Mijail Kabadjov

The Europe Media Monitor family of news analysis applications
June 29 5:30PM
The speaker will present the Europe Media Monitor (EMM) family of applications developed at the Joint Research Centre (JRC) of the European Commission. EMM consists of four publicly accessible news analysis systems (see http://press.jrc.it/overview.html):
(1)  NewsBrief – presents the current state of affairs and detects sudden changes in real time;
(2)  MedISys – is the Medical Information System focusing specifically on health-related news;
(3)  NewsExplorer – allows to navigate news over time and across languages; also gathers information about people and organisations from multilingual news in the course of time.
(4)  EMM-Labs – gives access to various data visualisation and advanced text processing tools.

EMM collects more than 80,000 articles per day from about 2,200 online news sources (e.g. BBC, Le Monde) in 43 different languages, including non-Latin character set languages such as Chinese, Arabic and Russian. EMM applications employ robust and efficient techniques using statistics and Language Technology to cluster news articles into major news stories, monitor the development of a story over time and across languages, extract information about entities (locations, persons and organisation) covered in the media, and more. The major objective of EMM is to serve the needs of users in the European Commission and in European Union Member State institutions. However, the service is freely accessible online so that a wide range of other users benefit from the applications: EMM web sites get between one and two Million hits per day (approximately 30,000 visitors per day). Additionally, many users are subscribed to email notifications. For more technical details and related research publications, see http://langtech.jrc.it.
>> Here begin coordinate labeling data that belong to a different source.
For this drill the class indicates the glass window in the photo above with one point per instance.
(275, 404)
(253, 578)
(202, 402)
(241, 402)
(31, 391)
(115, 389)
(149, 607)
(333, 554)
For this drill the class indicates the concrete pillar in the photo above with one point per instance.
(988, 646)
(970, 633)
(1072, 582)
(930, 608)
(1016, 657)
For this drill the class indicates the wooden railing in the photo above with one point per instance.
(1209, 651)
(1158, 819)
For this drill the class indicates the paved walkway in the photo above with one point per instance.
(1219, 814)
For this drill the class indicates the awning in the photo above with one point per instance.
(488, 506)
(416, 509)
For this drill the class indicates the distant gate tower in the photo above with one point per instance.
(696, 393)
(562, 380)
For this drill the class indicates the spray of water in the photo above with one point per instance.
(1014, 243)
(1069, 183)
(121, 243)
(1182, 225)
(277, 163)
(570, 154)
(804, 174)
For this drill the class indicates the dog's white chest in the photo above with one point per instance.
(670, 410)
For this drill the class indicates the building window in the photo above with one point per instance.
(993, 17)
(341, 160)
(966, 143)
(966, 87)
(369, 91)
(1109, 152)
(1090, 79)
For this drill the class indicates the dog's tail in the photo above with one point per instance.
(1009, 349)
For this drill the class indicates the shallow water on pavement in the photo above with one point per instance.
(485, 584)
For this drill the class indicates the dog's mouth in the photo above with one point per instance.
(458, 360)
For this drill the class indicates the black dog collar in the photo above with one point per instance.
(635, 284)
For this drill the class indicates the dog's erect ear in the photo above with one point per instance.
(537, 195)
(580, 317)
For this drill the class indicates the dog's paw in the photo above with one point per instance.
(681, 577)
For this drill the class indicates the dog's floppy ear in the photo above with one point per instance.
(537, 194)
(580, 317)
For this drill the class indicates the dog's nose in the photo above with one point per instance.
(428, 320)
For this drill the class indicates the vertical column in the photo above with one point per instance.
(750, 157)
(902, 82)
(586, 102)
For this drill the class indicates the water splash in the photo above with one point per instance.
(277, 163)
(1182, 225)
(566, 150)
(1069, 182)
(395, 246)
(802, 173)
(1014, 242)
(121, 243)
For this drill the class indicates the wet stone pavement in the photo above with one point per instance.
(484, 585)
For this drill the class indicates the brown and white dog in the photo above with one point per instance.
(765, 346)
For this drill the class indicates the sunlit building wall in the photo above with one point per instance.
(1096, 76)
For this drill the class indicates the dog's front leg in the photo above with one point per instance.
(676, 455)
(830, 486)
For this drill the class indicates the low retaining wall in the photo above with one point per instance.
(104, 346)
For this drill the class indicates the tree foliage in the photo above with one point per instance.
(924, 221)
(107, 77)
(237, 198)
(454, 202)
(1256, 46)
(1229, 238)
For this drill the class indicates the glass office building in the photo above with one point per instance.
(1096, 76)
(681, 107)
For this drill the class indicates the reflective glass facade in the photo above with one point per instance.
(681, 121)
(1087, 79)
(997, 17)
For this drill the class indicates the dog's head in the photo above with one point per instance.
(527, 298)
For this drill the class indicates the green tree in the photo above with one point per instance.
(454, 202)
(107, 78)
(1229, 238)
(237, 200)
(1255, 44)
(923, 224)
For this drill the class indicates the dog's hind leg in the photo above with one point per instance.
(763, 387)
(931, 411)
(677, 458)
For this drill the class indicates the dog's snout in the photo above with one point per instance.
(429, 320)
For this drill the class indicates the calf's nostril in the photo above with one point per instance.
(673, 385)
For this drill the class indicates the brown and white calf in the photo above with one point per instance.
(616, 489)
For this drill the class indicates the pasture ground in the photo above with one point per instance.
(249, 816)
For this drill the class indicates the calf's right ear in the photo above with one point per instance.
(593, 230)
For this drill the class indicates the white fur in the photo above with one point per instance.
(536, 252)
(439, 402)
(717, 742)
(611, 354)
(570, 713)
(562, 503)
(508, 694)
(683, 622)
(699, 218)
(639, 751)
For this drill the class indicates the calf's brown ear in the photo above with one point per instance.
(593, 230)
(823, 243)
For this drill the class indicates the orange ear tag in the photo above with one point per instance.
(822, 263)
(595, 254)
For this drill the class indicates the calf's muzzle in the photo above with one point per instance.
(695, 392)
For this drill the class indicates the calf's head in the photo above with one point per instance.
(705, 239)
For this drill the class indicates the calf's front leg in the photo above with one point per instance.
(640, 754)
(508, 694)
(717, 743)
Mijail Kabadjov works at the European Commission’s Joint Research Centre (JRC) in Ispra (Italy), in the field of multilingual text summarisation and text mining. He joined the JRC from the School of Informatics of the University of Edinburgh (UK) where he spent two years with the Language Technology Group developing text mining applications for the biomedical and recruitment domains. He holds a Ph.D. in Computer Science from the University of Essex (UK), defended with a thesis on general-purpose anaphora resolution. Before commencing the Ph.D., he worked on various projects in industry, ranging from fraud detection in credit card transactions to customer service optimisation of a large manufacturing firm.